New solar system formation observed by researchers for the first time
In a groundbreaking discovery, a team of astronomers led by Melissa McClure has observed the earliest stage of planet formation around a protostar, HOPS-315, located approximately 1,300 light-years away in the Orion B molecular cloud. This marks the first time such a process has been observed in a protoplanetary disk or anywhere outside our solar system.

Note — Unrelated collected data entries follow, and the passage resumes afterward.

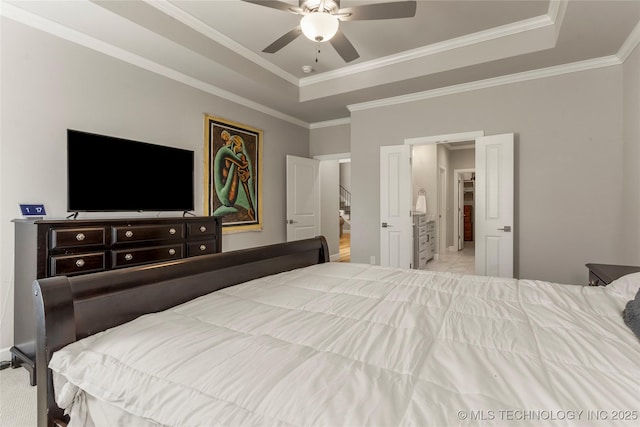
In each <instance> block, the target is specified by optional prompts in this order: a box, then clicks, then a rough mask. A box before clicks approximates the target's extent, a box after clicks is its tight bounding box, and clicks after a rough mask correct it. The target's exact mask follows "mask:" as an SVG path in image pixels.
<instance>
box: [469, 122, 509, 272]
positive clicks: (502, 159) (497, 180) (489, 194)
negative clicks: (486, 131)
mask: <svg viewBox="0 0 640 427" xmlns="http://www.w3.org/2000/svg"><path fill="white" fill-rule="evenodd" d="M513 140H514V138H513V134H512V133H510V134H504V135H491V136H483V137H479V138H476V182H475V185H476V189H475V191H476V204H475V206H476V208H475V212H476V214H475V227H476V233H475V241H476V247H475V252H476V274H478V275H482V276H498V277H513V231H514V230H513V210H514V209H513V203H514V202H513V198H514V195H513V178H514V149H513V144H514V143H513Z"/></svg>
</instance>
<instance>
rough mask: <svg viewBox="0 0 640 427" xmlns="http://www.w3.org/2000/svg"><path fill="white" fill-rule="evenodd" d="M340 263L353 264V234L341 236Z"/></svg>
mask: <svg viewBox="0 0 640 427" xmlns="http://www.w3.org/2000/svg"><path fill="white" fill-rule="evenodd" d="M339 261H340V262H351V234H350V233H342V236H340V260H339Z"/></svg>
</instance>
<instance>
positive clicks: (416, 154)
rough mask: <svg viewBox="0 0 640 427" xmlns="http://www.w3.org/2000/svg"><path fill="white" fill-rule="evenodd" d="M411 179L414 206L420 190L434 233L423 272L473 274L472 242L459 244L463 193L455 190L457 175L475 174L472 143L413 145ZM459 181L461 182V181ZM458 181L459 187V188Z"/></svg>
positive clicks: (472, 142)
mask: <svg viewBox="0 0 640 427" xmlns="http://www.w3.org/2000/svg"><path fill="white" fill-rule="evenodd" d="M412 156H413V158H412V180H413V183H412V184H413V188H414V192H413V193H414V200H413V201H414V206H416V205H415V203H416V201H417V193H416V191H415V189H416V188H417V189H421V190H424V191H425V193H426V198H427V203H426V204H427V208H426V214H427V220H428V221H434V226H435V230H436V233H435V234H436V235H435V240H436V242H437V244H436V245H434V249H435V250H434V251H433V252H434V254H433V257H432V258H431V259H430V260H429V261H428V262H427V266H426V269H427V270H436V271H445V270H446V271H460V272H463V273H465V274H473V273H474V270H475V251H474V245H473V243H474V242H472V241H469V242H467V243H468V244H467V245H466V248H465V245H464V244H463V245H460V244H459V239H458V236H459V233H462V231H463V230H464V225H463V224H461V221H462V220H463V213H464V207H463V204H464V201H463V200H459V199H463V198H464V196H463V191H462V190H460V191H459V188H458V176H459V175H460V174H461V173H463V172H465V173H466V172H469V178H470V176H471V175H470V173H471V172H473V171H475V140H473V139H470V140H464V141H455V142H449V141H447V142H440V141H434V142H430V143H427V144H416V145H414V146H413V150H412ZM461 181H462V180H461ZM462 184H463V183H462V182H460V185H461V186H462Z"/></svg>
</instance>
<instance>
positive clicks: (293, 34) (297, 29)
mask: <svg viewBox="0 0 640 427" xmlns="http://www.w3.org/2000/svg"><path fill="white" fill-rule="evenodd" d="M300 34H302V28H300V26H297V27H296V28H294V29H293V30H291V31H289V32H288V33H286V34H285V35H284V36H282V37H280V38H279V39H278V40H276V41H274V42H273V43H271V44H270V45H269V46H267V47H265V48H264V49H262V51H263V52H266V53H276V52H277V51H279V50H280V49H282V48H283V47H285V46H286V45H288V44H289V43H291V42H292V41H294V40H295V39H297V38H298V36H299V35H300Z"/></svg>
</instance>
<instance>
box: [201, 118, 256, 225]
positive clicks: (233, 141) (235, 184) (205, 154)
mask: <svg viewBox="0 0 640 427" xmlns="http://www.w3.org/2000/svg"><path fill="white" fill-rule="evenodd" d="M261 154H262V131H261V130H259V129H255V128H252V127H250V126H246V125H242V124H239V123H235V122H231V121H228V120H224V119H220V118H217V117H213V116H209V115H205V159H206V165H205V181H206V182H205V203H206V205H207V206H206V209H205V210H206V214H207V215H213V216H221V217H222V227H223V232H237V231H248V230H261V229H262V209H261V207H262V206H261V200H260V199H261V197H260V194H261V191H260V190H261V188H260V187H261V179H260V178H261V163H262V159H261Z"/></svg>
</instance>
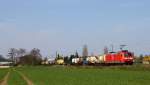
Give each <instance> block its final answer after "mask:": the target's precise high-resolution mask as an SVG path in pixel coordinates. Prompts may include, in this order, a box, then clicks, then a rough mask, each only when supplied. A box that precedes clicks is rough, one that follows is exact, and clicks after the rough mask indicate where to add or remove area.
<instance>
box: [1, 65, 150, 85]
mask: <svg viewBox="0 0 150 85" xmlns="http://www.w3.org/2000/svg"><path fill="white" fill-rule="evenodd" d="M10 69H11V70H10V75H9V78H8V81H7V83H8V85H27V81H26V80H25V79H24V78H23V77H22V76H21V75H20V73H22V74H24V76H26V77H27V78H28V80H30V81H31V82H32V83H33V84H34V85H143V84H144V85H149V80H150V70H149V68H145V67H139V68H137V67H134V66H133V67H132V66H129V67H67V66H51V67H49V66H46V67H45V66H35V67H17V68H10ZM6 72H7V70H3V69H0V77H3V75H4V74H6ZM19 72H20V73H19ZM1 75H2V76H1Z"/></svg>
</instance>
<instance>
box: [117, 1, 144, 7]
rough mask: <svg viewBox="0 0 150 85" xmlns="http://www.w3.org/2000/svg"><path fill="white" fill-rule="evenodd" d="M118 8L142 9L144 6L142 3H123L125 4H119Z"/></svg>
mask: <svg viewBox="0 0 150 85" xmlns="http://www.w3.org/2000/svg"><path fill="white" fill-rule="evenodd" d="M119 5H120V7H142V6H144V3H142V2H125V3H120V4H119Z"/></svg>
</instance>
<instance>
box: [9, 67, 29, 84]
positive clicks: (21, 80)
mask: <svg viewBox="0 0 150 85" xmlns="http://www.w3.org/2000/svg"><path fill="white" fill-rule="evenodd" d="M8 85H27V83H26V81H24V80H23V78H22V77H21V75H19V73H18V72H16V71H14V70H13V69H11V71H10V75H9V78H8Z"/></svg>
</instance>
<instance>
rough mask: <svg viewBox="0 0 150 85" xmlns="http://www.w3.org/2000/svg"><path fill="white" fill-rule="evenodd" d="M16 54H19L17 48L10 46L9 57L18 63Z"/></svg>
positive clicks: (12, 59) (11, 59)
mask: <svg viewBox="0 0 150 85" xmlns="http://www.w3.org/2000/svg"><path fill="white" fill-rule="evenodd" d="M16 56H17V49H15V48H10V49H9V51H8V57H9V58H10V60H11V61H12V63H13V64H15V63H16Z"/></svg>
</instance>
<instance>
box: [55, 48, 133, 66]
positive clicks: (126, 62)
mask: <svg viewBox="0 0 150 85" xmlns="http://www.w3.org/2000/svg"><path fill="white" fill-rule="evenodd" d="M65 61H66V60H63V59H61V60H60V59H59V60H56V64H58V65H63V64H71V65H115V64H127V65H132V64H133V62H134V53H132V52H129V51H128V50H121V51H118V52H109V53H107V54H103V55H100V56H88V57H74V58H71V59H69V63H68V62H65Z"/></svg>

The observation of HOPS-315 provides the first definitive evidence of the "time zero" of planet formation, offering a valuable window into the physical and chemical conditions that give rise to planets like Earth. The discovery, published in the prestigious journal *Nature* on July 17, 2025, represents a significant leap forward in understanding the origin of planetary systems.
HOPS-315 is a Class I protostar, estimated to be 100,000 to 200,000 years old—an extremely young object in astronomical terms. Its unique orientation provided a rare, unobstructed view of its inner gaseous disk through a natural gap in the surrounding material.
Astronomers used the James Webb Space Telescope’s powerful infrared instruments and the Atacama Large Millimeter/submillimeter Array (ALMA) to study the disk around HOPS-315. These tools allowed the team to analyze both the chemical composition and the physical structure of the gas and dust surrounding the star.
Direct observations revealed that the disk was beginning to cool and condense, forming the earliest solid materials—precursors to rocky planets. These solid particles are seen as the very first step in planetary formation, marking the transition from a simple gas and dust disk to a site of active planetesimal growth. The environment and processes detected around HOPS-315 closely resemble what models predict for the early stages of our own solar system.
The minerals found in this extrasolar system are in the same place where similar minerals are found in asteroids in our solar system. This could explain why some asteroids in our system also contain inclusions of such early minerals. The silicate crystals of the new star come from a zone about twice as far from the star as the Earth is from the sun.
This discovery offers a unique opportunity to study planet formation around another star besides our sun. The Earth and other planets of our solar system were formed around 4.6 billion years ago. Understanding the processes that led to their formation in another system could provide valuable insights into the history of our own planetary system.
The observations of protostar HOPS-315 and its protoplanetary disk allow for the study of some processes that also occurred in our solar system. Nuclear fusion in the center led to the formation of the sun, where hydrogen was converted into helium and released enormous amounts of energy. This solar nebula of hydrogen, helium, and dust particles was created by a shock wave from a nearby supernova explosion.
As these gases cooled, minerals such as calcium- and aluminum-rich silicate minerals formed, which were the first building blocks for the planetary system. The minerals found in this extrasolar system are the first precursors of the rock fragments that later become planets. Until now, astronomers have not been able to directly observe this early stage of planet formation due to the growing and attracting large amounts of material from a surrounding shell of gas and dust by the protostar.
This discovery represents a landmark in astronomy, directly linking observation to the theoretical models of planetary system genesis and illuminating the earliest moments of planet formation around a young, sun-like star. Continued monitoring of HOPS-315 and similar objects may help answer long-standing questions about how worlds like ours begin, and how common these processes are throughout the galaxy.
- This discovery in the field of space and astronomy provides insights into the origins of planetary systems, specifically in the area of health-and-wellness by exploring the early formation of Earth-like planets.
- The study of HOPS-315, a Class I protostar, is not only significant for science but also for the understanding of fitness-and-exercise, as it reveals how the first solid materials form, leading to the development of rocky planets.
- This research in environmental-science, focusing on the Orion B molecular cloud, could potentially shed light on the health of future habitats, as the conditions detected around HOPS-315 resemble those of our own planetary system's early stages.